Who doesn’t want to wake up to burritos? Use frozen or fresh diced potatoes, add your favorite veggies, toss in ham or another breakfast meat, and season to your liking. Sriracha would be delish here, but isn’t it always?
It’s really the perfect base recipe to tweak as you see fit. Eat it as is or wrap it up in a tortilla. (There’s more to a Mexican breakfast than burritos, but we’ll never complain.)
Frittatas can take shape on the stove or in the oven. But in a slow cooker? The eggs turn out softer and absolutely explode with flavor. This might be the best possible delivery method for the humble frittata.
Baby kale and roasted red peppers add color (with antioxidants to boot), and then there’s the tangy feta, which takes this frittata into a league of its own.
Ready in 2 to 3 hours, this dish is great any time of day (so make extras — you’ll want ’em).
When you’re dragging, there’s no better way to add some pep to your step than this spicy, premade masterpiece.
Let it cook for a few hours on Sunday, then wake up, heat up a slice, and top it with avocado and salsa (be sure to use both — the avocado may help your body absorb more carotenoids from the peppers and more lycopene from the tomatoes).
Five everyday ingredients make up this delightful no-crust quiche that’s ready in 4 hours with no hands-on time. Crust us, this one absolutely kills it at breakfast time.
The original recipe is great, but this one’s easy to make your own: Mushrooms would work well, and so would crushed chili or jalapeños for heat and some Italian seasoning for a little extra flavor.
Zucchini has proven it belongs in almost anything — including this frittata that’s easy (three steps!) yet flavorful, thanks to sweet paprika, thyme, and parsley.
Pro Tip: Grease your Crock-Pot with nonstick spray to make cleanup a snap.
French. Frickin’. Toast.
Layer bread, cream cheese, potassium-rich bananas, brown sugar, and walnuts in your slow cooker.
Then, embrace the hard part: Waiting 4 hours for it to turn into a dreamy meal.
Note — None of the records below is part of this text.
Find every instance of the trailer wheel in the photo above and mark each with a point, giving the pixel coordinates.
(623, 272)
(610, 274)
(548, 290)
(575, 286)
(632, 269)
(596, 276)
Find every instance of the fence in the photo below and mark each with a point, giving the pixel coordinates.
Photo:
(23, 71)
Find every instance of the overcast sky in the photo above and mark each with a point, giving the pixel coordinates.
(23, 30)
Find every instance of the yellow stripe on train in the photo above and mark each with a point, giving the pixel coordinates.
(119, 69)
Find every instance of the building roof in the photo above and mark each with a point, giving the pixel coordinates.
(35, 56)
Why not work up an appetite by getting into a home workout?
This is fall in a Crock-Pot, and it’s super easy.
Adding in walnuts and crystallized ginger makes this pumpkin loaf something you’d expect to see at a bakery — not coming out of the slow cooker. And it’s ready in 2 hours.
25. Cinnamon rolls
Forget refrigerated rolls. You can make homemade cinnamon rolls, complete with a sugary frosting.
It’s slightly labor intensive — you need to roll out the dough and slice into rolls before popping them into your slow cooker. (And it takes 90 minutes to cook. Effort, we know.) But it’s so worth it.
Save this one for a special-occasion morning or even dessert! It’s a great stress reliever before hosting.
26. Banana bread
No more fussing with oven times or burning bread. This banana bread practically makes itself in the slow cooker in just 4 hours.
While it’s not an everyday breakfast choice — there’s a bit too much sugar in it to recommend as your daily bread — a loaf is great to have on hand for guests or a potluck brunch.
Made with a dough that doesn’t require rising, these sweet rolls are awesome for brunch (or dessert).
They’re healthier than store-bought versions thanks to whole-wheat flour and all-natural ingredients, but don’t get us wrong: They’re not health food. Not even close.
Still, the fresh caramel sauce is out of this world. Make a double batch because these will go quickly. And then, maybe, someone else will get to try one.
So, hit that snooze button, catch that extra 10 minutes of shut-eye, and rest easy with the fact that your super easy breakfast is cooking itself.
Not all of these recipes are an everyday kind of deal — some are pretty heavy on sugar. But hell, sometimes you need an indulgent breakfast.
But sometimes, you just want a sweet, sticky, cinnamony concoction. And that’s absolutely fine.